Just wanted to drop a about this , I’m as frustrated by home assistants near compulsive version checking as you are. Hopefully someone will acknowledge this issue and allow the system to chill !

123 · May 13, 2021, 12:19pm

The linked GitHub Issue (above) explains how I mitigate it now. The first post in the Issue’s thread describes the two integer values that I change in tasks.py. The last post describes the Home Assistant CLI command to disable content checking (i.e. refrain from detecting source code modifications). The result is that my instance is flagged as unsupported but not unhealthy. That arrangement allows the patched source code and permits the use of the Add-on store and to upgrade all software.

Ideally, additional control should be provided over Supervisor’s configuration, including the frequency of connectivity and version checks.

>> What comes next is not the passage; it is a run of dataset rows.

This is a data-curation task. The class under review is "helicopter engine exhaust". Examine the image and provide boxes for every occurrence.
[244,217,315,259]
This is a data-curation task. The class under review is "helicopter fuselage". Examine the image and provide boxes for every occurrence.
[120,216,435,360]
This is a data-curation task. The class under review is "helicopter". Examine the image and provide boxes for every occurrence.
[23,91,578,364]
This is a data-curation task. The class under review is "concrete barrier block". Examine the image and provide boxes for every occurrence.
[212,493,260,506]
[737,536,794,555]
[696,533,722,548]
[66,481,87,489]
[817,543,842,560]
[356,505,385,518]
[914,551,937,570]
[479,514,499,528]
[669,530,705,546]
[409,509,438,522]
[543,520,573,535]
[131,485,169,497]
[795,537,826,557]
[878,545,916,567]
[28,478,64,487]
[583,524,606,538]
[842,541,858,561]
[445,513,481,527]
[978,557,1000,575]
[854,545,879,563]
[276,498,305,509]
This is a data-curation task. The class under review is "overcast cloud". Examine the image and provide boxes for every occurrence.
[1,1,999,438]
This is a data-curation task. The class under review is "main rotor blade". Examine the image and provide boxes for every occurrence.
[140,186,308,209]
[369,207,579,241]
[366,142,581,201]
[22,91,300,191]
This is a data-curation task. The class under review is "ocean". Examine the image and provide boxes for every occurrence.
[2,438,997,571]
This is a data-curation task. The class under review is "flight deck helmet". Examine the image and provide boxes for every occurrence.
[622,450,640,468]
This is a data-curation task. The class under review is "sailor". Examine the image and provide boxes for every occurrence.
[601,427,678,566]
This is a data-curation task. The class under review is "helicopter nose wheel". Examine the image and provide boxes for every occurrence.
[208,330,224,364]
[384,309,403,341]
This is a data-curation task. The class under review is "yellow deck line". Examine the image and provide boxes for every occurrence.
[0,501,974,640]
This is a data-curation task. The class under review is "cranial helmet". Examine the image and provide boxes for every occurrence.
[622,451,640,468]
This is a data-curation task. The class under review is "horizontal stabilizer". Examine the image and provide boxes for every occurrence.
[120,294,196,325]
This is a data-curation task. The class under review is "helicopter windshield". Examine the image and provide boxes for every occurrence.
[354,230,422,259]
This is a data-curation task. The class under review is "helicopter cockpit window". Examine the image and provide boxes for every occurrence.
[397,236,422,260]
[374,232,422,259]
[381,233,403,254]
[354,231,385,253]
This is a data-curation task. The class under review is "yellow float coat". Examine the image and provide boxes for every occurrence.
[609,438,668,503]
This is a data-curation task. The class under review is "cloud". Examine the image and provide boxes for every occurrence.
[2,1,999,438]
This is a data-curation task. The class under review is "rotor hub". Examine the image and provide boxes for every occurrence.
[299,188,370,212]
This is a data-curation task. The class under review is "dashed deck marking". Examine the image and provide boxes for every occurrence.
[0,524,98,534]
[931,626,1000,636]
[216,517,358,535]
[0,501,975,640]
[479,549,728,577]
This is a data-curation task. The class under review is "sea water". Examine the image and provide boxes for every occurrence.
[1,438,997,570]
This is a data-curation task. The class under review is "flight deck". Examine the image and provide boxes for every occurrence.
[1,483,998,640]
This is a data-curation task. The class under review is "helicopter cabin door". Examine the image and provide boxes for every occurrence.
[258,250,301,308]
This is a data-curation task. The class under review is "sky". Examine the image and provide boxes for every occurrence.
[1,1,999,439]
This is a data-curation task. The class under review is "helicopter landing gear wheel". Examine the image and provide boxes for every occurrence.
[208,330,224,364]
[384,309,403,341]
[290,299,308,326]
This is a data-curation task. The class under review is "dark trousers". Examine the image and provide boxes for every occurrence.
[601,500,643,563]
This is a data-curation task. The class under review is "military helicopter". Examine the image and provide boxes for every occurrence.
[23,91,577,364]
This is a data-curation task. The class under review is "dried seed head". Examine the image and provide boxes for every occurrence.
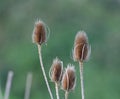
[49,57,63,83]
[62,64,76,92]
[73,31,91,62]
[32,20,46,45]
[74,31,88,46]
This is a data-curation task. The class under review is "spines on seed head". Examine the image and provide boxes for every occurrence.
[49,57,63,83]
[73,31,91,62]
[32,20,46,45]
[62,64,76,92]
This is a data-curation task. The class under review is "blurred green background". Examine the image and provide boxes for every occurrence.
[0,0,120,99]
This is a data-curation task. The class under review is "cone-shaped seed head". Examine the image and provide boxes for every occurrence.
[49,57,63,83]
[62,64,76,92]
[32,20,46,45]
[73,31,90,62]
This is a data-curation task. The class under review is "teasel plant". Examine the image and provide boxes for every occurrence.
[49,57,63,99]
[32,20,54,99]
[73,31,91,99]
[1,71,33,99]
[4,71,14,99]
[24,72,33,99]
[61,64,76,99]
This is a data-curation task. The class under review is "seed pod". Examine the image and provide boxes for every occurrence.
[73,31,91,62]
[49,58,63,83]
[62,64,76,92]
[32,20,46,45]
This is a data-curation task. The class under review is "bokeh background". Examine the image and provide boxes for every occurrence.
[0,0,120,99]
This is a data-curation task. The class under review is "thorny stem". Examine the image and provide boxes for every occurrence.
[37,44,54,99]
[65,91,68,99]
[79,62,85,99]
[55,83,60,99]
[4,71,14,99]
[24,73,33,99]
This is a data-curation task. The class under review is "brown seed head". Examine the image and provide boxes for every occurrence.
[32,20,46,45]
[74,31,88,46]
[62,64,76,92]
[49,57,63,83]
[73,31,91,62]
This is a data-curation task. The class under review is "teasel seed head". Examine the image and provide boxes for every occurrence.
[32,20,46,45]
[62,64,76,92]
[49,57,63,83]
[73,31,91,62]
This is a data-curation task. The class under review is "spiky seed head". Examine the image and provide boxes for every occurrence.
[49,57,63,83]
[62,64,76,92]
[32,20,46,45]
[73,31,91,62]
[74,31,88,46]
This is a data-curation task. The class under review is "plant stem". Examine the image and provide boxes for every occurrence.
[55,83,60,99]
[37,44,54,99]
[79,62,84,99]
[65,91,68,99]
[4,71,14,99]
[24,73,33,99]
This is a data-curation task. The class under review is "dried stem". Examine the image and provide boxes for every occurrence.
[24,73,33,99]
[79,62,85,99]
[55,83,60,99]
[65,91,68,99]
[4,71,14,99]
[37,44,54,99]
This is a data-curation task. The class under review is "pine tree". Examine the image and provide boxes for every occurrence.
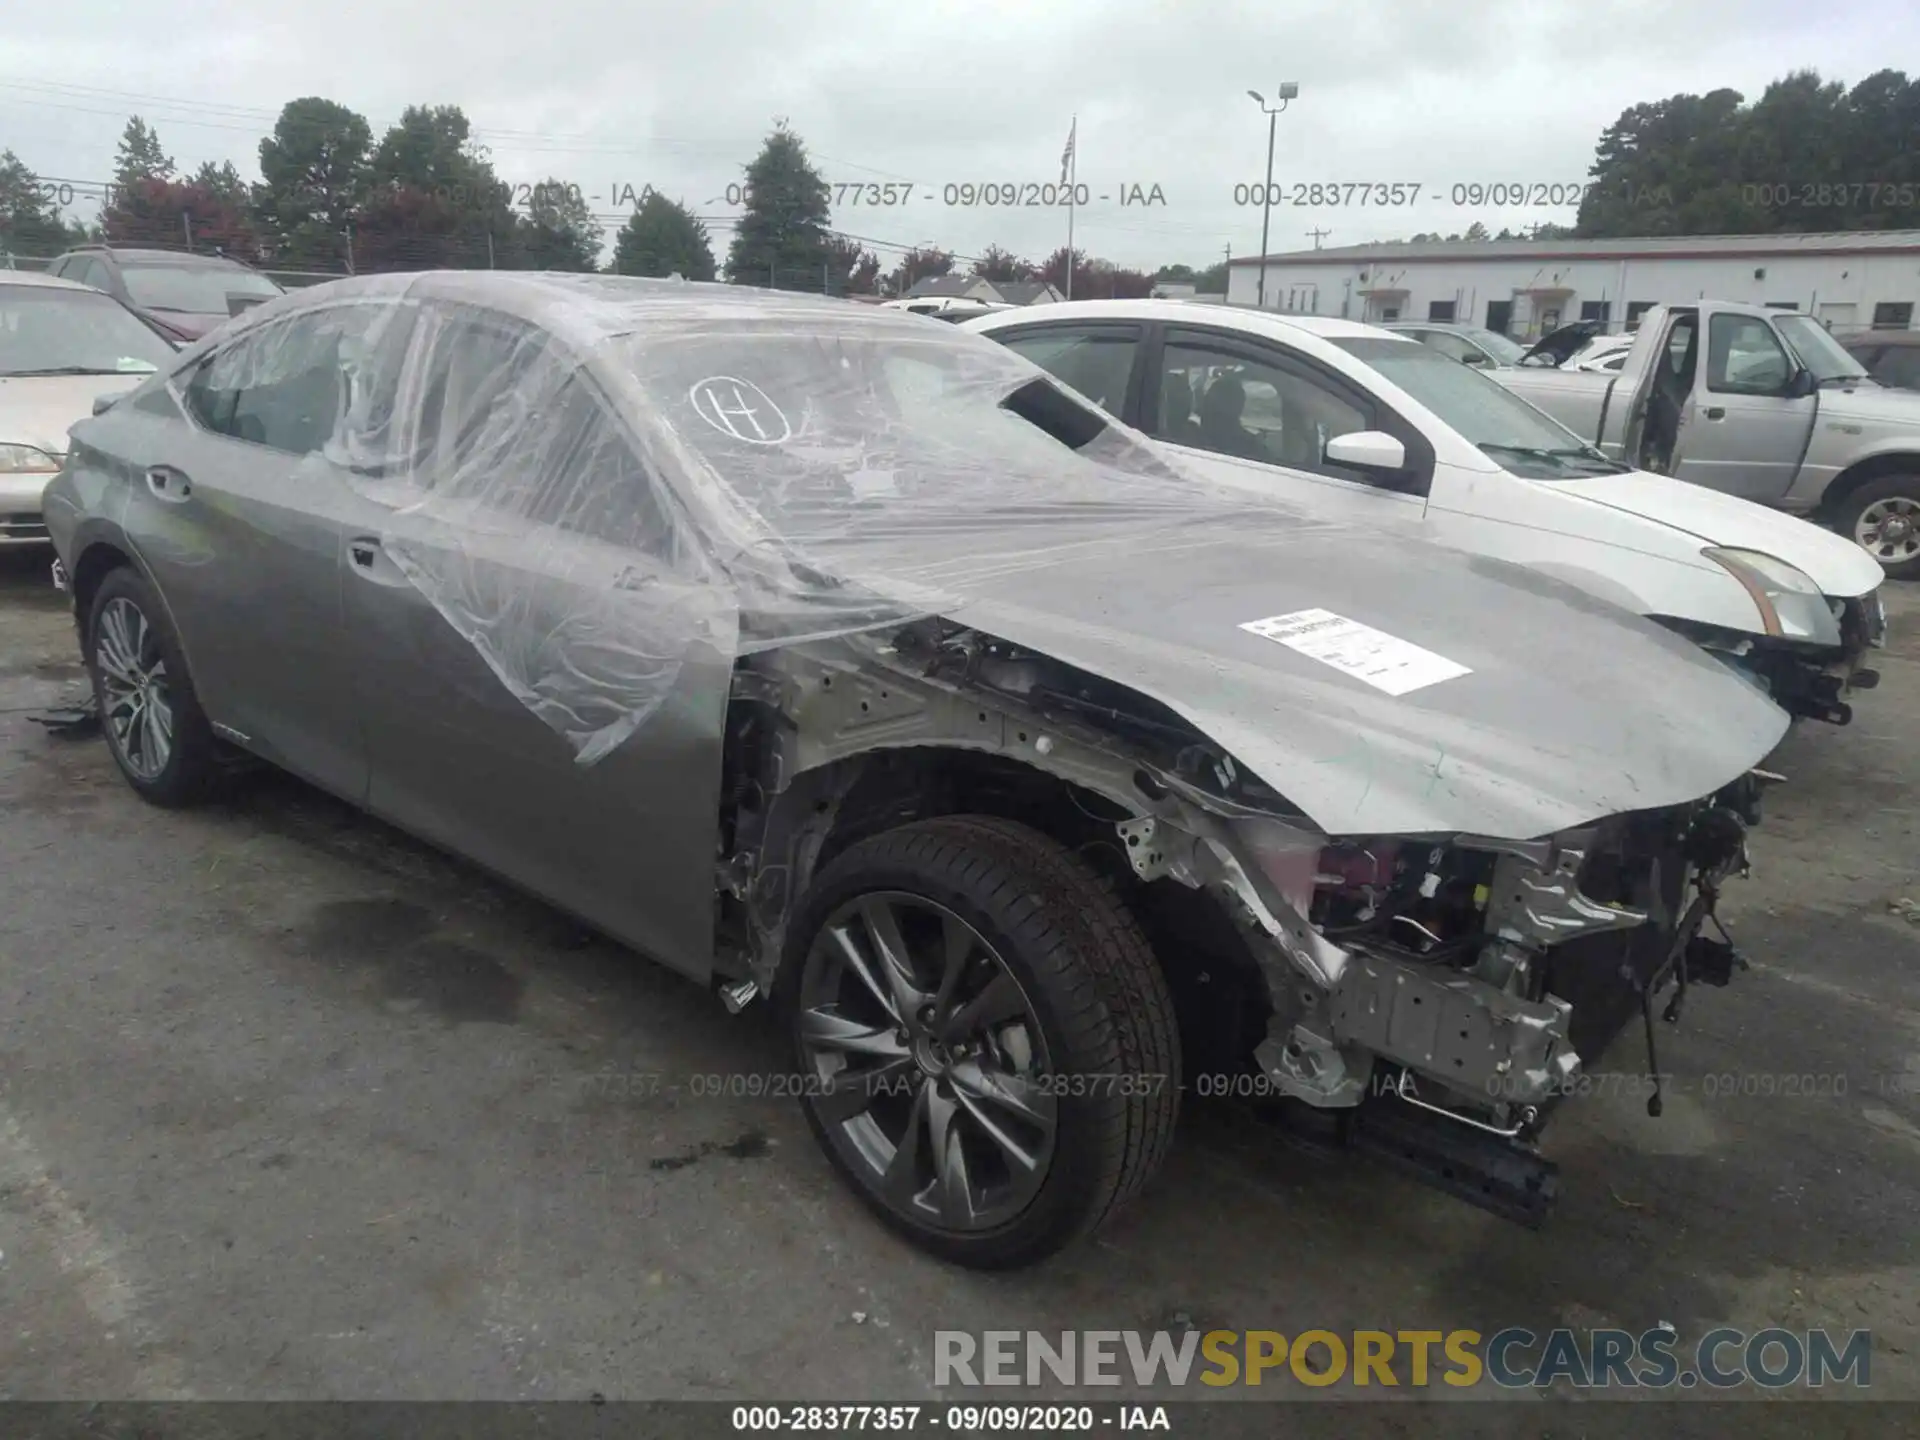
[611,191,716,279]
[723,122,832,289]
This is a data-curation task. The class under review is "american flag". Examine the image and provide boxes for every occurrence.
[1060,118,1076,184]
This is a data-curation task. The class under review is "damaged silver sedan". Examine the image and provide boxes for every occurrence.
[44,274,1788,1267]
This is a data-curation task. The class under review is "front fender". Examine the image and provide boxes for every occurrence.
[1518,555,1770,640]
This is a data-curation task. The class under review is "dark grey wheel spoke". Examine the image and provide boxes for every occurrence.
[881,1084,931,1206]
[798,1007,910,1059]
[828,922,904,1023]
[925,1087,977,1227]
[814,1056,916,1127]
[858,896,928,1016]
[930,911,975,1023]
[940,971,1026,1043]
[950,1060,1054,1180]
[951,1058,1056,1134]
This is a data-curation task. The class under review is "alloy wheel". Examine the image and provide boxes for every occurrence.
[95,596,175,781]
[796,892,1058,1233]
[1855,494,1920,567]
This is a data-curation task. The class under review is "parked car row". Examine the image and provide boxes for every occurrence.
[21,272,1889,1267]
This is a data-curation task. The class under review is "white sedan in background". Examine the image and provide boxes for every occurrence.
[963,300,1886,726]
[0,270,177,546]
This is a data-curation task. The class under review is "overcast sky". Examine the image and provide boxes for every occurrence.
[4,0,1914,272]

If you have not voted for the following Feature Request yet, please consider it:

https://community.home-assistant.io/t/allow-some-degree-of-control-over-supervisor/306830/7

silverl · December 28, 2021, 6:56pm

I know this is old, but I stumbled on the same issue today for the version.home-assistant.io domain. Lots and lots of DNS requests in my Pi-Hole.

I thought of one new piece of info that hasn’t been discussed yet.

The frequency of a DNS lookup is related to the TTL of the DNS record. You won’t see a record in the PiHole for every call HA makes to the version.home-assistant.io domain.

Any network client making a request (like home assistant) will query DNS to look up the IP address of the remote server. The DNS response will contain a value called the “time-to-live” or TTL. The TTL is the duration that a client should cache the result. If the client makes another request before the TTL expires, the client’s OS should serve up the response from its own DNS cache.

Once the TTL expires, the next call to that server will cause a new DNS lookup.

Looking at the TTL for version.home-assistant.io: MX Toolbox DNS Lookup

It has a rather short TTL of 5 minutes. This explains why we see so many DNS requests. The cache period is very short.

Too short?

Valid reasons for a short cache period might be that the owner feels they might need to relocate the services, or fail over quickly in the event of an incident.

CyanAutomation · December 29, 2021, 7:51pm

Looking at Pi-Hole, I’m seeing a LOT of hits to version.home-assistant.io. This is 3,500 over the last 24 hours. That’s crazy and excessive.

hmadsen · December 29, 2021, 8:42pm

Found this thread because i saw an enormous amount of DNS requests from HA, to my Pihole DNS.

This request for DNS to “version.home-assistant.io” is easily the “top permitted domain” with 5 times as many requests as number 2 in the list.

I currently have 2561 requests made in the last approximately 24 hours.

I find it highly unlikely that HA is unable to function properly, if it is not able to check the version or check if it is online, THAT often.

UngluedChalice · December 30, 2021, 12:36pm

I"m in the same spot, but I have 18,000 requests to version.home-assistant.io, presumably in the last 24 hours, as I’m pretty sure that’s what my pi-hole shows by default. So that’s a request every 5 seconds.